We can add the unsets to git's .appenv, it would help users who are sourcing the zopen-config, but not those who are calling git directly without sourcing the zopen-config.

MikeFultonDev commented 1 year ago

While it is a bit messier I would say people should properly set up their environment to use the tool. Perhaps our config should Unset the env var and then doe people that actually want their own vars they could still do it but for people with old env vars they would get cleared ?

We can add the unsets to git's .appenv, it would help users who are sourcing the zopen-config, but not those who are calling git directly without sourcing the zopen-config.

Correct. But people are on their own if they don’t use the supplies config. At a minimum they should read it

IgorTodorovskiIBM commented 1 year ago

Since GIT_TEMPLATE_DIR and GIT_EXECPATH have legitimate use cases, including within the tests, I have decided to undo the original commit. I have updated the PR to unset the GIT environment variables that can potentially conflict with Rocket's tools.

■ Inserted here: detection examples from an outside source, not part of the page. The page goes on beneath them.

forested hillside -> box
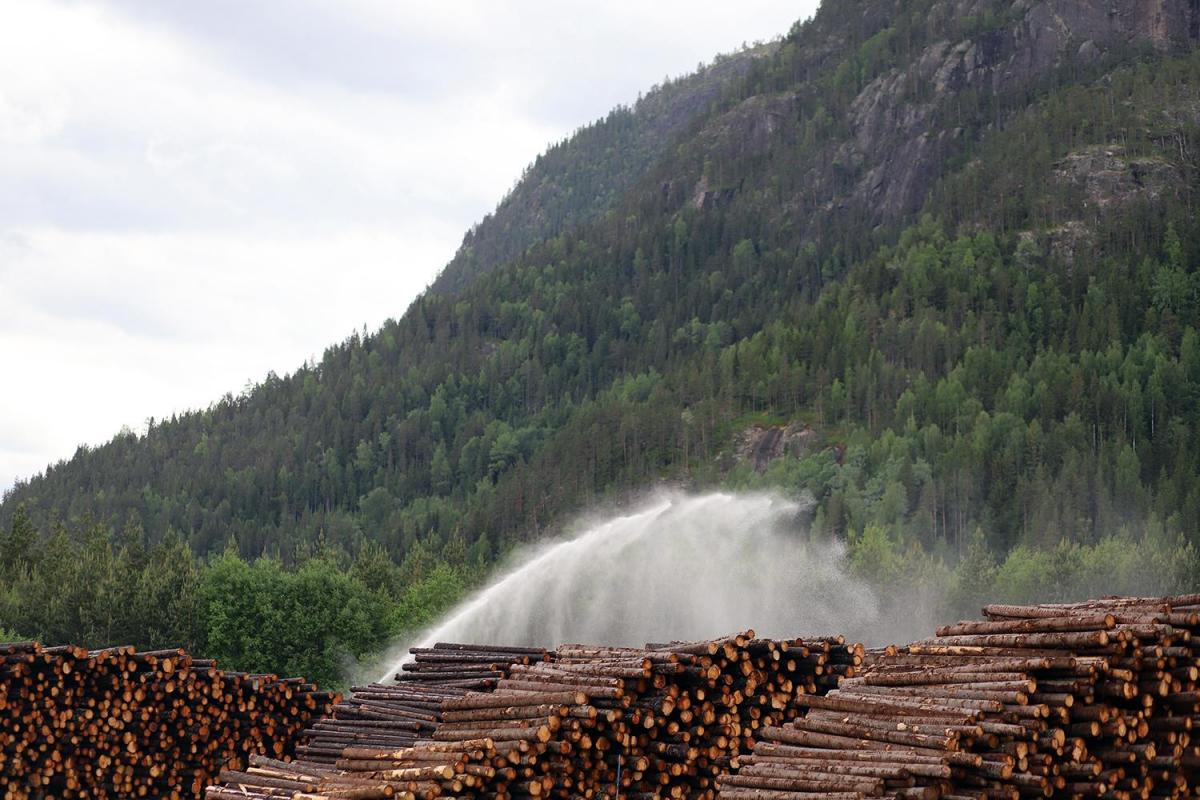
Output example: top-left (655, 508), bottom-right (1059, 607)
top-left (0, 0), bottom-right (1200, 690)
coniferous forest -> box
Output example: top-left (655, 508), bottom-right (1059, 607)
top-left (0, 0), bottom-right (1200, 684)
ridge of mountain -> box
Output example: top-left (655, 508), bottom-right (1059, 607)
top-left (0, 0), bottom-right (1200, 657)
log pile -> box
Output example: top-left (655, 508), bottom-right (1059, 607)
top-left (721, 595), bottom-right (1200, 800)
top-left (208, 632), bottom-right (863, 800)
top-left (0, 642), bottom-right (337, 800)
top-left (296, 643), bottom-right (551, 764)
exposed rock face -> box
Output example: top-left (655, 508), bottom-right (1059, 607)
top-left (736, 422), bottom-right (820, 473)
top-left (1055, 146), bottom-right (1183, 210)
top-left (691, 0), bottom-right (1200, 236)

IgorTodorovskiIBM commented 1 year ago

/run tests

MikeFultonDev commented 1 year ago

To summarize, to make sure I understand:

Do I have this right? Can we add this to our high level docs if we agree with the ordering of mix/match - we should make this general and not git-specific

lbdyck commented 1 year ago

I'm still unclear on why this has to happen. If I run the Rocket tools then I know I need to configure with their environment and if I run the ZOT tools then use the ZOT environment. And if using the ZOT version of git it will not care or use the Rocket environment variables and vice versa.

What am I missing - seems extra work for not benefit.

IgorTodorovskiIBM commented 1 year ago

To summarize, to make sure I understand:

  • we are adding to the 'configuration' script for our git to 'unset' 2 GIT env vars. If people need their own version of these variables, then they should ensure they 'set' one or both of these GIT env vars after running our configuration script.
  • if someone is mixing and matching Rocket and z/OS Open Tools, we require people to run the Rocket configuration scripts first and subsequently the z/OS Open Tools scripts, otherwise the GIT_ env vars would be set incorrectly.

Do I have this right? Can we add this to our high level docs if we agree with the ordering of mix/match - we should make this general and not git-specific

That is correct. Ordering now matters. That is partly why I initially went with a solution that does not rely on these environment variables, but rather new environment variables. However, that introduces other complications. But this approach is still better than what we have today, where if Rocket's scripts are sourced first, it will break z/OS Open Tools no matter when you source the zopen-config.

I agree, since there is collision in the tools provided between Rocket and zopen, we should mention this in the meta docs. I'll open a PR for that - https://github.com/ZOSOpenTools/meta/pull/583

I'm still unclear on why this has to happen. If I run the Rocket tools then I know I need to configure with their environment and if I run the ZOT tools then use the ZOT environment. And if using the ZOT version of git it will not care or use the Rocket environment variables and vice versa.

What am I missing - seems extra work for not benefit.

From what I've seen, this typically occurs in shared environments containing Rocket and zopen tools and where a common script is sourced. That common script may be altered without the person knowing. Sometimes it's also not clear what needs to be unset if the system has Rocket tools configured, but you want to use a local zopen install.